Have you recently gotten an e-mail with this subject line: “Thanks for being on time! Here’s 50% off 10 rides”?
No? Well stop making your driver wait for you.
Over the last couple months, I have found myself waking up on Monday morning, checking my email and seeing this nice little present from Uber. Unfortunately, this “token of appreciation” is doing more harm than good for Uber. And Uber is not the only company guilty of this; companies across a variety of industries are making the same mistake.
Whether it’s 50 percent off my next 10 Ubers or my bi-weekly 40-percent-off emails from Banana Republic, companies are continuously reaching for the lowest hanging fruit (AKA easiest program to implement)in an attempt to drive in revenue, all the while killing the brand tree the fruit is grown on.
Let’s walk through the process of how this discounting approach hurts companies and their brands. For the next 10 rides, I enjoy the fruit of my promptness. Trips that would normally have cost me $20 or $25 dollars are now $10-12.50 and I feel on top of the world. But then trip 11 hits. That $10 trip is now back up to $20 bucks and I hesitate to order the car. For $10 I was willing to skip the dread of the New York City Subway, but my Uber price has just doubled, so I can take the subway or even walk…
As I refresh my Uber App hoping the price has decreased, my mind is focused on how the price of this ride was just $10 yesterday. This is what psychologists call the Anchoring Effect. When applied to this scenario, the price we initially see or become used to effects our perception of future prices. I no longer want to pay full price for an Uber that is 5 minutes away when I can walk, take the subway, or hop into one of 20 yellow cabs flying past me. Coupon discounts do something extremely similar. We can all name three to four brands we would never pay full price for because we know that if we wait a couple of days, we are guaranteed to receive a discount offer.

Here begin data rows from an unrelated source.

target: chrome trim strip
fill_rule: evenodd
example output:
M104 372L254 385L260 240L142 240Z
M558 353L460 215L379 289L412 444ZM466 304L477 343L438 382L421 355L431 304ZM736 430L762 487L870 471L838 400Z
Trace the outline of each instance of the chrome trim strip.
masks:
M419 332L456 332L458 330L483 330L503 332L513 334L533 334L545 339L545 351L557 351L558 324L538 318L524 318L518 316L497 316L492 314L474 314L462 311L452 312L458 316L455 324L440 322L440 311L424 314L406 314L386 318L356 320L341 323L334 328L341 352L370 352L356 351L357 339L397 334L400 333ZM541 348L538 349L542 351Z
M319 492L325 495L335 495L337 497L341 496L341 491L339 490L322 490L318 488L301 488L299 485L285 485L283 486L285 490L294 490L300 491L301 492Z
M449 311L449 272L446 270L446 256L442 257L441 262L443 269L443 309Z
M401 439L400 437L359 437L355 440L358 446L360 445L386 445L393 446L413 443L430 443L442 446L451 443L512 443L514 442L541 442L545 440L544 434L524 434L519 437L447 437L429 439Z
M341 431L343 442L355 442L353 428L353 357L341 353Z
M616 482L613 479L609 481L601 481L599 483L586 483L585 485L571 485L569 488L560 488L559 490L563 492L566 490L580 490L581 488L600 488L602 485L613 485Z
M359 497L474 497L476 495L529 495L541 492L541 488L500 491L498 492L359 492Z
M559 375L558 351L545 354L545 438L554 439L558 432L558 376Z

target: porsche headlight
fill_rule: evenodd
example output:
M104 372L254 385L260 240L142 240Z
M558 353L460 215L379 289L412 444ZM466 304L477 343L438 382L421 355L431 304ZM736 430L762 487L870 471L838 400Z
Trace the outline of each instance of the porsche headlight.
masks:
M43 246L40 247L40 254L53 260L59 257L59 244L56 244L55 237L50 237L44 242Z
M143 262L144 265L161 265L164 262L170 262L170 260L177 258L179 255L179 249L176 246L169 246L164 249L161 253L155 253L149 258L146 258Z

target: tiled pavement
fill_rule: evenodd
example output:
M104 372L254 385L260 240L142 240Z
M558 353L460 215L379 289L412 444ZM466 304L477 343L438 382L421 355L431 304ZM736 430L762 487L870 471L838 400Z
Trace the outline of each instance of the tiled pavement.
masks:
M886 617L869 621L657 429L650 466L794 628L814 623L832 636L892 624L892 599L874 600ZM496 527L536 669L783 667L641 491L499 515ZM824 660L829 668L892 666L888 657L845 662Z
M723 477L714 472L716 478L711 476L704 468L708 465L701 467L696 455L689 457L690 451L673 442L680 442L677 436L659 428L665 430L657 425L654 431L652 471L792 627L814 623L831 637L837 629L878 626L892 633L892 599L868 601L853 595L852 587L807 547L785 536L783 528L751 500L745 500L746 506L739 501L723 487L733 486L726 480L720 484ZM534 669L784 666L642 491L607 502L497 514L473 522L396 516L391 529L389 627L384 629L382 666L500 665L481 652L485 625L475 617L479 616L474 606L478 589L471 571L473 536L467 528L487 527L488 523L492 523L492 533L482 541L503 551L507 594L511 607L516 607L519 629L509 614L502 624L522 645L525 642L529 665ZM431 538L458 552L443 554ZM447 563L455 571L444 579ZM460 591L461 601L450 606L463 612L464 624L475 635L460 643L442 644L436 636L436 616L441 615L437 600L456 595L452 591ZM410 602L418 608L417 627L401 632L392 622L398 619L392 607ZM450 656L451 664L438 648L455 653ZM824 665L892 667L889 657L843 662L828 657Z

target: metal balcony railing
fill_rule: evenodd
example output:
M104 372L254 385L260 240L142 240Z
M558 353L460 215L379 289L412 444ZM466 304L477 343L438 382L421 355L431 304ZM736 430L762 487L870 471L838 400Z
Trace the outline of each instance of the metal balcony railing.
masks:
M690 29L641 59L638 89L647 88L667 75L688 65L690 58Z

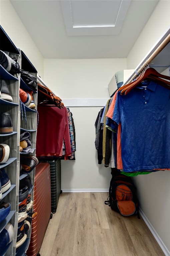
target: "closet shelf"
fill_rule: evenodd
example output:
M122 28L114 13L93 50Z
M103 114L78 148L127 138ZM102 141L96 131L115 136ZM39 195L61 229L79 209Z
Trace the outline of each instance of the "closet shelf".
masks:
M2 200L3 198L4 198L6 196L8 195L8 194L9 194L9 192L10 192L11 190L12 190L16 186L16 185L15 184L11 184L11 186L9 189L8 189L7 191L6 191L5 193L4 193L2 194L2 197L1 200Z
M5 163L4 164L0 164L0 169L2 169L3 168L5 168L6 166L9 165L9 164L11 164L13 162L15 161L17 159L16 157L10 157L9 158L8 160L6 163Z
M13 76L12 75L9 73L0 64L0 73L1 73L1 77L2 77L2 78L5 80L19 80L18 78L15 77Z
M6 136L11 136L11 135L16 134L17 133L17 132L12 132L11 133L5 133L4 134L0 134L0 137L4 137Z
M5 220L1 222L0 228L0 233L1 232L2 230L3 229L6 225L8 224L8 222L10 222L10 220L12 218L15 212L15 211L10 211L9 214L7 217L6 217Z
M7 100L3 100L3 99L0 98L0 104L3 104L4 105L12 105L12 106L18 106L19 105L19 104L17 103L11 102L10 101L8 101Z
M27 90L28 91L33 91L34 92L37 93L37 91L35 90L31 89L29 86L28 86L25 83L25 82L21 78L20 80L20 87L24 90Z
M24 129L23 128L20 128L20 131L21 132L36 132L36 130L27 130Z

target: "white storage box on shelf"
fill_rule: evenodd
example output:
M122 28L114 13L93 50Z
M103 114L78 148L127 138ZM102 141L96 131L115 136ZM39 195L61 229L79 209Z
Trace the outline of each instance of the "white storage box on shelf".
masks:
M108 89L110 97L134 72L134 69L124 69L116 72L108 85Z

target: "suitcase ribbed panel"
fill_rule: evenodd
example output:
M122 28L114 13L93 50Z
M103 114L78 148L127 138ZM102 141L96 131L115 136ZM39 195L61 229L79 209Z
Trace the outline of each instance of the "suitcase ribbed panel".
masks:
M50 217L50 172L48 163L40 163L36 167L34 189L33 211L38 214L32 221L28 256L37 255Z
M56 210L61 191L61 160L39 159L39 162L50 164L51 210Z

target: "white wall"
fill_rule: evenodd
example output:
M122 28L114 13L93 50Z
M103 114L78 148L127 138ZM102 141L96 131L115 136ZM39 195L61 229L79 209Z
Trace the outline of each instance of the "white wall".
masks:
M160 0L127 58L127 68L135 69L170 25L170 1Z
M170 1L158 2L129 54L127 68L135 68L170 25ZM170 172L139 176L134 180L140 207L170 252Z
M44 59L41 54L10 1L1 0L0 5L1 25L15 46L24 53L43 79Z
M125 59L45 59L44 81L61 99L109 99L111 79L126 68ZM75 125L76 160L62 161L62 189L108 189L111 168L98 164L94 144L94 123L101 107L70 108Z

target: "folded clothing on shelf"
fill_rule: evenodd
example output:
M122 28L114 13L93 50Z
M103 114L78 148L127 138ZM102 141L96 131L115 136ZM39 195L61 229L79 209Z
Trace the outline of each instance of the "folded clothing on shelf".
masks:
M16 58L12 59L5 52L1 50L0 50L0 64L5 70L11 74L20 73L20 66Z
M21 71L21 77L27 85L30 88L30 90L37 91L37 78L34 76L29 74L26 71Z
M9 223L0 233L0 252L1 255L6 246L13 240L14 236L14 227Z
M11 204L6 202L1 202L0 204L0 222L3 221L8 215L11 209Z

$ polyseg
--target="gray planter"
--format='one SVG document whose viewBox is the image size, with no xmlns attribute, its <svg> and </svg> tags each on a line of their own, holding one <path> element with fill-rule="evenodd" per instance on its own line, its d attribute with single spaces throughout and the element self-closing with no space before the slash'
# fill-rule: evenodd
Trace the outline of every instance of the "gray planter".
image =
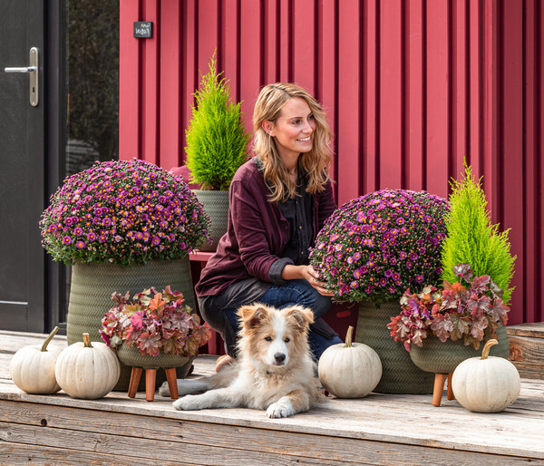
<svg viewBox="0 0 544 466">
<path fill-rule="evenodd" d="M 398 301 L 379 307 L 373 303 L 359 303 L 355 342 L 368 345 L 382 361 L 382 378 L 374 392 L 382 393 L 427 394 L 432 393 L 434 374 L 422 371 L 410 359 L 410 353 L 390 335 L 387 324 L 398 315 Z"/>
<path fill-rule="evenodd" d="M 199 202 L 210 220 L 209 236 L 213 238 L 211 244 L 205 242 L 200 247 L 201 251 L 215 251 L 221 237 L 227 233 L 228 224 L 228 191 L 212 191 L 208 189 L 194 189 Z"/>
<path fill-rule="evenodd" d="M 189 258 L 173 262 L 151 261 L 145 266 L 120 267 L 112 264 L 76 262 L 72 267 L 72 286 L 66 336 L 68 345 L 81 341 L 86 332 L 91 341 L 102 342 L 99 330 L 104 314 L 113 306 L 112 294 L 114 291 L 131 292 L 131 297 L 141 291 L 154 286 L 162 290 L 168 285 L 174 291 L 183 293 L 186 304 L 195 308 L 192 278 Z M 157 374 L 157 384 L 165 378 L 163 373 Z M 121 364 L 121 376 L 116 391 L 126 391 L 131 380 L 131 368 Z M 145 389 L 141 381 L 140 390 Z"/>
</svg>

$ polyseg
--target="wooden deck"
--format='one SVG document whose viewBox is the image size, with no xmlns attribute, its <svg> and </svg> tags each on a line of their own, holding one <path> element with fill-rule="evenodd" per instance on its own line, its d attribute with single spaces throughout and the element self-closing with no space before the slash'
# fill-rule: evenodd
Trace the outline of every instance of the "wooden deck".
<svg viewBox="0 0 544 466">
<path fill-rule="evenodd" d="M 544 381 L 496 414 L 432 395 L 371 393 L 325 398 L 310 412 L 267 419 L 264 412 L 177 412 L 158 393 L 83 401 L 63 392 L 22 393 L 9 378 L 18 348 L 44 335 L 0 331 L 1 464 L 544 464 Z M 52 345 L 64 346 L 65 337 Z M 196 374 L 216 356 L 200 355 Z M 195 376 L 195 375 L 193 375 Z"/>
</svg>

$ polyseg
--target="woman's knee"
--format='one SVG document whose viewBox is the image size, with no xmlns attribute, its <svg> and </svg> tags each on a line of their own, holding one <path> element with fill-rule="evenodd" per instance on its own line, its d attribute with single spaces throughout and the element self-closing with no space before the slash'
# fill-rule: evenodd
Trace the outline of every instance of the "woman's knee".
<svg viewBox="0 0 544 466">
<path fill-rule="evenodd" d="M 322 317 L 330 309 L 333 302 L 330 296 L 324 296 L 306 280 L 294 280 L 294 287 L 300 293 L 296 304 L 314 311 L 316 319 Z"/>
</svg>

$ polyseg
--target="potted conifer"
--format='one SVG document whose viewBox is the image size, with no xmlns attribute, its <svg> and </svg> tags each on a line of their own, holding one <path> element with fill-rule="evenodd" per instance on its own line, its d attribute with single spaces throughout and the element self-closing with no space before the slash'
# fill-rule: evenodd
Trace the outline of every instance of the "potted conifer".
<svg viewBox="0 0 544 466">
<path fill-rule="evenodd" d="M 445 218 L 448 235 L 442 245 L 442 279 L 459 282 L 454 266 L 469 264 L 475 276 L 491 277 L 493 292 L 509 305 L 516 257 L 510 253 L 509 230 L 500 231 L 498 224 L 491 224 L 481 181 L 472 175 L 471 166 L 465 164 L 462 180 L 452 182 L 450 212 Z M 497 339 L 495 355 L 508 358 L 505 326 L 497 328 Z"/>
<path fill-rule="evenodd" d="M 218 73 L 216 53 L 194 93 L 195 103 L 185 131 L 187 166 L 191 182 L 201 185 L 195 193 L 209 216 L 212 243 L 201 250 L 215 251 L 227 232 L 228 188 L 236 170 L 247 159 L 249 133 L 242 121 L 240 102 L 230 98 L 228 83 Z"/>
</svg>

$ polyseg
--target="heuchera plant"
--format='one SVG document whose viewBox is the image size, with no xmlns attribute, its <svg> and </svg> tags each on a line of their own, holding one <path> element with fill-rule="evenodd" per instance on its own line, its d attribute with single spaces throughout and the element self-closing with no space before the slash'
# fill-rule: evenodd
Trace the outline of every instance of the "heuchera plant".
<svg viewBox="0 0 544 466">
<path fill-rule="evenodd" d="M 44 248 L 67 265 L 181 258 L 209 225 L 182 179 L 139 160 L 96 162 L 67 178 L 40 221 Z"/>
<path fill-rule="evenodd" d="M 144 290 L 132 301 L 129 292 L 113 293 L 112 299 L 116 306 L 105 314 L 100 330 L 110 347 L 125 343 L 130 347 L 136 345 L 142 355 L 156 356 L 162 351 L 194 356 L 211 336 L 209 325 L 200 325 L 197 313 L 185 305 L 183 295 L 170 286 L 162 293 L 154 288 Z"/>
<path fill-rule="evenodd" d="M 401 298 L 402 312 L 387 325 L 391 336 L 404 344 L 423 345 L 423 339 L 436 335 L 441 342 L 464 339 L 464 345 L 480 348 L 484 336 L 496 333 L 499 323 L 506 325 L 510 307 L 502 291 L 489 275 L 473 277 L 469 264 L 453 267 L 458 283 L 443 282 L 442 289 L 425 286 L 419 294 L 406 290 Z"/>
<path fill-rule="evenodd" d="M 409 286 L 440 283 L 448 203 L 425 191 L 384 189 L 349 200 L 310 253 L 335 301 L 380 303 Z"/>
</svg>

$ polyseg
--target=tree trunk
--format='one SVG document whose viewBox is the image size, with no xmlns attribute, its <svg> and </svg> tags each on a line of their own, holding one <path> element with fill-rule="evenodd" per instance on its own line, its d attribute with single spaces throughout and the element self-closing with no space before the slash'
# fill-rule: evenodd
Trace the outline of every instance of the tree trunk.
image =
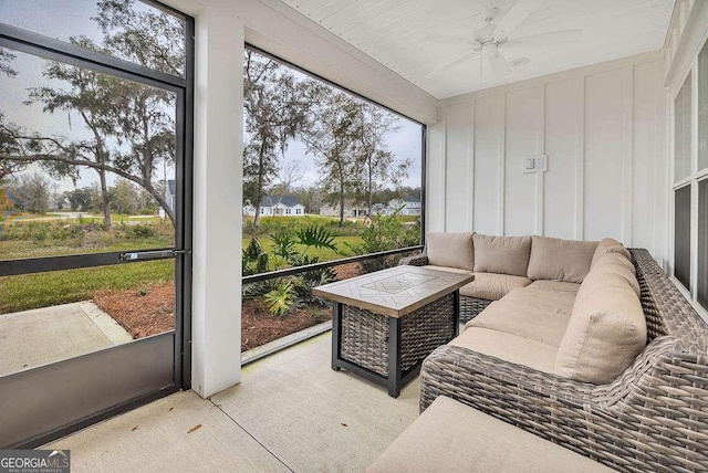
<svg viewBox="0 0 708 473">
<path fill-rule="evenodd" d="M 344 186 L 340 186 L 340 227 L 344 225 Z"/>
<path fill-rule="evenodd" d="M 264 153 L 264 145 L 261 141 L 261 148 L 258 154 L 258 189 L 256 190 L 256 206 L 254 206 L 256 217 L 253 217 L 253 228 L 256 229 L 257 233 L 261 227 L 261 200 L 263 200 L 263 178 L 266 172 L 263 170 L 263 153 Z"/>
<path fill-rule="evenodd" d="M 106 182 L 106 171 L 104 169 L 96 169 L 101 177 L 101 206 L 103 207 L 103 224 L 106 229 L 113 225 L 111 221 L 111 197 L 108 196 L 108 185 Z"/>
</svg>

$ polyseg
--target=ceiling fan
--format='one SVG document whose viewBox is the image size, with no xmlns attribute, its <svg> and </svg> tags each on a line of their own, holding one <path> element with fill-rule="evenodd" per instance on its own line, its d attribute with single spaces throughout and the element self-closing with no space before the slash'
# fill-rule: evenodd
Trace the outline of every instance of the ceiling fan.
<svg viewBox="0 0 708 473">
<path fill-rule="evenodd" d="M 472 38 L 462 36 L 448 36 L 441 34 L 430 34 L 428 40 L 436 43 L 454 43 L 454 44 L 467 44 L 470 48 L 470 52 L 457 57 L 447 64 L 441 65 L 426 74 L 426 78 L 433 78 L 440 72 L 448 70 L 457 64 L 470 60 L 479 54 L 480 61 L 480 75 L 481 75 L 481 61 L 482 55 L 487 57 L 491 71 L 497 76 L 504 76 L 511 74 L 511 67 L 509 62 L 501 54 L 500 49 L 513 48 L 517 45 L 555 45 L 559 43 L 569 43 L 580 40 L 583 30 L 565 30 L 565 31 L 552 31 L 548 33 L 531 34 L 521 38 L 509 38 L 508 35 L 513 32 L 523 21 L 533 13 L 539 0 L 518 0 L 513 7 L 501 18 L 501 21 L 497 23 L 497 19 L 493 15 L 489 15 L 485 21 L 486 25 L 475 30 Z M 481 53 L 481 54 L 480 54 Z"/>
</svg>

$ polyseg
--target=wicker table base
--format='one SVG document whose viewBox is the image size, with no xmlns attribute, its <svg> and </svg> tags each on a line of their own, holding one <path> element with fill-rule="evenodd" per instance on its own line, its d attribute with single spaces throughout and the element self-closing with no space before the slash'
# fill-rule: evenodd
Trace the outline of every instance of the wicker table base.
<svg viewBox="0 0 708 473">
<path fill-rule="evenodd" d="M 458 291 L 403 317 L 334 303 L 332 369 L 362 376 L 397 398 L 420 371 L 423 359 L 458 335 Z"/>
</svg>

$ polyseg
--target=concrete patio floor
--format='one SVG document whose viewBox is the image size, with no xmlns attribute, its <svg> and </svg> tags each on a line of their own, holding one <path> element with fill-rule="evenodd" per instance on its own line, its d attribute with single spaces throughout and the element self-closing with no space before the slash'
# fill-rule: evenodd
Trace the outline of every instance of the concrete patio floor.
<svg viewBox="0 0 708 473">
<path fill-rule="evenodd" d="M 0 315 L 0 376 L 132 340 L 91 301 Z"/>
<path fill-rule="evenodd" d="M 418 416 L 419 382 L 393 399 L 330 350 L 322 334 L 208 400 L 179 392 L 45 448 L 70 449 L 74 472 L 361 472 Z"/>
</svg>

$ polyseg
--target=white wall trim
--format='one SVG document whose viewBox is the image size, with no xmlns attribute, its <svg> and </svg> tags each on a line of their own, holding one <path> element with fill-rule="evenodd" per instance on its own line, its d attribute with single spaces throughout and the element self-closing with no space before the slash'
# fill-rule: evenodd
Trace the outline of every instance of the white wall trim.
<svg viewBox="0 0 708 473">
<path fill-rule="evenodd" d="M 541 86 L 541 118 L 539 119 L 539 127 L 537 128 L 535 137 L 535 154 L 545 155 L 545 87 L 548 84 Z M 550 164 L 549 164 L 550 166 Z M 543 235 L 543 220 L 545 214 L 545 172 L 538 172 L 535 175 L 535 234 Z"/>
<path fill-rule="evenodd" d="M 497 151 L 497 234 L 504 234 L 504 196 L 507 183 L 507 107 L 509 101 L 507 94 L 502 94 L 502 120 L 503 126 L 499 134 L 499 150 Z"/>
<path fill-rule="evenodd" d="M 622 123 L 622 171 L 623 171 L 623 198 L 622 198 L 622 240 L 625 245 L 633 246 L 632 206 L 633 206 L 633 114 L 634 114 L 634 72 L 635 64 L 627 65 L 623 70 L 623 123 Z"/>
<path fill-rule="evenodd" d="M 576 78 L 575 240 L 585 235 L 585 75 Z"/>
<path fill-rule="evenodd" d="M 191 387 L 206 398 L 241 379 L 243 28 L 210 8 L 196 29 Z"/>
<path fill-rule="evenodd" d="M 477 103 L 471 102 L 469 106 L 469 123 L 470 129 L 467 134 L 467 183 L 470 191 L 467 192 L 467 228 L 471 229 L 475 225 L 475 116 Z"/>
<path fill-rule="evenodd" d="M 246 41 L 413 119 L 439 119 L 438 99 L 280 0 L 236 2 Z"/>
<path fill-rule="evenodd" d="M 470 92 L 469 94 L 456 95 L 454 97 L 445 98 L 440 101 L 441 106 L 455 105 L 460 102 L 476 101 L 499 94 L 507 94 L 511 92 L 518 92 L 525 88 L 539 87 L 544 84 L 566 81 L 577 77 L 577 75 L 593 75 L 615 69 L 622 69 L 627 65 L 638 65 L 647 62 L 658 61 L 662 57 L 662 50 L 647 51 L 645 53 L 634 54 L 626 57 L 620 57 L 612 61 L 605 61 L 596 64 L 583 65 L 580 67 L 570 69 L 568 71 L 555 72 L 553 74 L 542 75 L 539 77 L 527 78 L 524 81 L 512 82 L 510 84 L 500 85 L 497 87 L 485 88 L 481 91 Z"/>
</svg>

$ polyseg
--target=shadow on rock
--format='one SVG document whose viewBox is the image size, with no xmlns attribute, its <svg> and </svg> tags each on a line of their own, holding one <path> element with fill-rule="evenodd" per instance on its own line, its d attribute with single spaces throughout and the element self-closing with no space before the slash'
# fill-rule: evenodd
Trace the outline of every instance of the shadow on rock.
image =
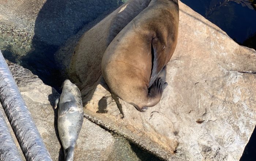
<svg viewBox="0 0 256 161">
<path fill-rule="evenodd" d="M 130 145 L 133 151 L 141 161 L 161 161 L 162 160 L 154 155 L 142 150 L 137 146 L 132 143 L 130 143 Z"/>
<path fill-rule="evenodd" d="M 63 160 L 63 158 L 64 158 L 64 152 L 63 151 L 61 142 L 60 139 L 60 137 L 59 135 L 59 132 L 58 131 L 58 109 L 55 109 L 54 107 L 55 100 L 56 100 L 56 99 L 59 98 L 60 96 L 60 94 L 53 88 L 52 88 L 52 93 L 48 96 L 48 100 L 49 100 L 51 106 L 52 107 L 52 108 L 53 110 L 53 112 L 54 112 L 54 124 L 55 134 L 58 139 L 58 141 L 59 141 L 60 145 L 61 146 L 59 152 L 58 160 L 59 161 L 61 161 Z"/>
<path fill-rule="evenodd" d="M 47 0 L 35 20 L 33 49 L 22 58 L 22 65 L 57 89 L 66 78 L 60 77 L 54 53 L 84 26 L 118 5 L 116 0 Z"/>
</svg>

Discounting might drive revenue in the short term, but the long-term implications are numerous.
- Discounting dilutes the perception of the brand. While not all companies or brands can say they are a luxury offering, the longer the company can hold out on discounting the better, because they won’t be unnecessarily cutting into their own profit margin.
- Discounting trains the customer to wait for e-mails, and fails to encourage customers to proactively shop or use the company’s service during non-discounted times.
- It causes customers to think the company’s ‘everyday prices’ are hyper inflated to adjust for these discount and promotional offers.
- Ultimately the company is providing a discount on its retail price when the company could be discounting off the wholesale price (I’ll explain below)
There are two alternatives for companies like Uber to escape the discounting and anchoring traps:
- Switch to a model that discounts on the wholesale price of an item, rather than the retail price. Instead of giving me 50 percent off my next 10 rides, Uber (or any business) can create a digital punch card. After five, seven, or 10 rides, my next ride is free. I continue to pay full price for my rides, but there is a reward at the end. Think about your favorite frozen yogurt shop. They get me to come in 10 or 12 times before giving me my next one free (capped to a certain price, to avoid abuse of the reward). When I finally earn my free FroYo, I am getting something that cost the store almost nothing, but damn does it feel good to cash in that punch card!We can use the FroYo example to prove how a punch card approach makes a company more money. Imagine that Roy’s Yogurt sends you an email that says enjoy 20 percent off your next 10 purchases. Every time you go to Roy’s Yogurt shop you spend exactly $7 on FroYo. With that 20 percent discount applied 10 times, Roy’s $70 has now become approximately $56. If Roy had instituted some kind of punch card rewards system, he would have generated the $70 from the 10 sales and given away maybe $1 worth of wholesale cost of goods of FroYo on the 11th visit.There are numerous paths a business can take with the wholesale discount, but as long as it isn’t discounting a retail price, it is in better shape than it was before!
- Make the brand and company something people are willing to pay full price for. Everyone has a product or company that they are loyal to. Whether it is the quality of the product or the customer support and post-purchase love provided, people are willing to pay full price because they feel that it is worth it. Companies have to continuously strive to differentiate themselves from the competition. If not, Amazon will just gobble them up.
Ultimately, coupons and discounts are the cheap and easy trick that should be the last resort for companies and marketers. The playbook when it comes to discounting should always be the following:
- Build a brand people will always want to pay full price for
- If it comes time to discount, don’t discount the retail price; it’s better to give away an item for free and eat the wholesale cost, than it is to begin the process diluting your retail prices.